The amino acid taurine plays an important trophic role during development and regeneration of the central nervous system. Other amino acid systems, such as those for glutamate and gamma-aminobutyric acid (GABA), are modified during the same physiological and pathological processes. After crushing the optic nerve, goldfish retinal explants were plated in the absence and in the presence of different amino acids and amino acid receptor agonists. The length and the density of the neurites were measured at 5 days in culture. Taurine increased the length and the density of neurites. Glutamate and glycine increased them at low concentration, but were inhibitors at higher concentration. The combination of N-methyl-D-aspartate (NMDA) and glycine produced a greater inhibitory effect than NMDA alone. NMDA or alpha-amino-3-hydroxy-5-methyl-4-isoxazole-propionic acid (AMPA) added simultaneously with taurine impaired the stimulatory effect of the latter. GABA stimulated the emission of neurites in a concentration dependent manner. Hypotaurine also elevated the length of neurites, but cysteinsesulfinic acid did not produce a significant effect. The concentrations of taurine, glutamate and GABA were determined by HPLC with fluorescent detection in the retina of goldfish at various days post-crushing the optic nerve. The levels of taurine were significantly increased at 48h after the crush, and were elevated up to 20 days. Glutamate level decreased after the lesion of the optic nerve and was still low at 20 days. GABA concentration was not significantly different from the control. The interaction of these amino acids during the regenerative period, especially the balance between taurine and glutamate, may be a determinant in restoring vision after the crush.

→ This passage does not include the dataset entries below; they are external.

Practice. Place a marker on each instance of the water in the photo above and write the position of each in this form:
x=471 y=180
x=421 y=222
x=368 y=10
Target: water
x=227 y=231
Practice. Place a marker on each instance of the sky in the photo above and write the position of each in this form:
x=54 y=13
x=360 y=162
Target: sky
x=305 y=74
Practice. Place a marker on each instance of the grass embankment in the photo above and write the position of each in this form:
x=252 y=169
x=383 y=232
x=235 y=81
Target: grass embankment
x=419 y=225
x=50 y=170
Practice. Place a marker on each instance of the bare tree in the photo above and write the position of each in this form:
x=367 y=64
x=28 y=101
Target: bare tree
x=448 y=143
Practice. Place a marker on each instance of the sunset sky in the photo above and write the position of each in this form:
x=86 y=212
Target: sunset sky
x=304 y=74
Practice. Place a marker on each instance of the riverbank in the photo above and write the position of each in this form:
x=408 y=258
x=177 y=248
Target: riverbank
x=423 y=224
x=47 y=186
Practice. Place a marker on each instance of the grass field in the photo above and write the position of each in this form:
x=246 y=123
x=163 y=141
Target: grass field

Taurine-stimulated outgrowth from the retina is impaired by protein kinase C activators and phosphatase inhibitors

Taurine increases neurite elongation of post-crush goldfish retinal explants, as well as the number of outgrowing isolated cells from goldfish and rat retina in culture. The trophic effect of taurine is related to an elevation in calcium flux rather than increased cell proliferation. Since taurine regulates phosphorylation in rat retina, we investigated if this process could be involved in the mechanism of taurine action on outgrowth. Control and taurine-supplemented post-crush goldfish retinal explants were cultured in the presence of protein kinase C activators or phosphatase inhibitors, and the length of neurites was measured after five days in culture. In some cases, there was an inhibition of the stimulatory effect of taurine without a modification in basal outgrowth. In others, outgrowth of control explants was also reduced. A certain level of protein phosphorylation seems to be critical for the trophic effect of taurine in the retina.

Plasma concentration of taurine is higher in malnourished than control children: differences between kwashiorkor and marasmus

Plasma free amino acids were determined in the plasma of severely malnourished children under two years of age. A total of thirty-one patients and eleven controls were evaluated: seventeen cases of kwashiorkor, eight cases of marasmus, and six cases of marasmic-kwashiorkor. Fasting plasma samples were taken in the morning on the day of admission. Fasting plasma samples were also taken from nine patients at discharge after two months in the hospital where they received a balanced diet as treatment. A partial reversal of the signs of malnutrition was observed at discharge. In the whole group of patients ad admission, lower concentrations of tyrosine, methionine, tryptophan, and leucine and higher concentrations of aspartate, glutamate, and taurine were observed compared to controls. Taurine continued to be elevated in the malnourished group at the time of discharge. Marasmic children, as compared to controls, had high aspartate and low tryptophan levels, but taurine levels were not significantly different from controls. Kwashiorkor patients had low tyrosine, methionine, tryptophan, and lysine, and significantly higher taurine plasma levels. The elevated concentration of taurine might be the result of a redistribution of this amino acid to provide specific tissues with the required amount for development.